BLOGGER TEMPLATES - TWITTER BACKGROUNDS »

Selasa, 16 Oktober 2012

D.E.L.E.T.E.


"Kacamata Eyang dimana ya, Nung ?", tanya Uti bingung.


Nunung jadi ikut celingukan mencari dimana letak si kacamata kesayangan Uti. Ini adalah benda kesekian yang dicari Uti hari ini. Mulai dari kunci lemari baju, pisau dapur, sandal kulit, sampai kacamata. Uti sudah sering melupakan dimana dia meletakkan barang-barang miliknya. Dan makin hari, makin parah saja. Tentu saja Nunung selalu membantunya mencari barang-barang yang Uti perlukan, terkadang barang-barang itu diletakkan di tempat yang tak seharusnya. Kunci lemari baju di kamar mandi, pisau dapur di teras depan, sandal kulit digeletakkan di bawah mesin jahit, atau kacamata yang lebih sering lagi berpindah tempat - kadang di atas kulkas, kadang di dekat telpon, atau di tempat lain yang lebih acak.


Nunung kasihan melihat Uti yang makin sering sibuk mencari-cari, lebih kasihan lagi ketika Uti makin sering lupa apa yang sudah dia lakukan sesaat sebelumnya.


"Mau makan lagi, Yang ?", tanya Nunung suatu kali. Uti mengangguk.


"Eyang lapar, belum makan...", jawabnya. Padahal piring makan baru saja dia letakkan di tempat cuci piring lima belas menit yang lalu. Atau ketika Uti bolak-balik ke kamar mandi karena akan mengulang berwudhu, setelah bolak-balik lupa sudah berapa rakaat yang sudah beliau lakukan dalam sholatnya.

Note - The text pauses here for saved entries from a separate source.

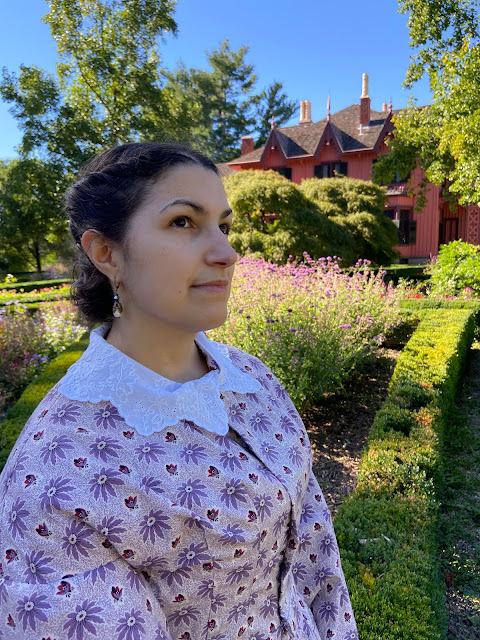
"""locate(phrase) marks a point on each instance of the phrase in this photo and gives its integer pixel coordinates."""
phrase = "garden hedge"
(37, 284)
(42, 296)
(388, 527)
(17, 415)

"Aku saja yang jadi imam, Eyang jadi makmumnya, ya ?", kata Nunung tiap kali. Hanya saja, Uti tidak suka menunggu, beliau pasti akan cepat-cepat sholat bila adzan di TV terdengar. Sementara Nunung terkadang harus menundanya selama beberapa menit karena kesibukannya belum kelar.


"Orang muda...jangan hanya memikirkan dunia.... Kalau sudah adzan, cepatlah sholat. Kamu tidak tahu apa yang bakal menimpamu sejam nanti. Jadi cepatlah tinggalkan urusanmu dan sholatlah...", Uti memberi wejangan. Dan ketika akan sholat, sering kali Uti nyeletuk....


"Ini sholat apa ya ?", tanyanya bingung.


Uti sudah sendiri sekarang, Kakung sudah mendahuluinya empat tahun yang lalu. Kakung terkena stroke di usia yang belum lagi bisa dibilang tua, saat anak-anak Uti masih belum ada yang menikah. Uti membesarkan anak-anaknya dengan uang pensiun Kakung, sambil mencari tambahan dengan usaha catering. Semua anak-anaknya yang berjumlah 5 orang dapat selesai kuliah dan kini menjadi orang-orang yang mapan. Anak sulung Uti adalah ayah Nunung. Nunung sendiri lahir di rumah Uti, jadi sejak kecil dia sudah terbiasa dengan rumah ini, rumah bercorak kolonial yang sejak dulu melindunginya dari panasnya surya dan dinginnya hujan.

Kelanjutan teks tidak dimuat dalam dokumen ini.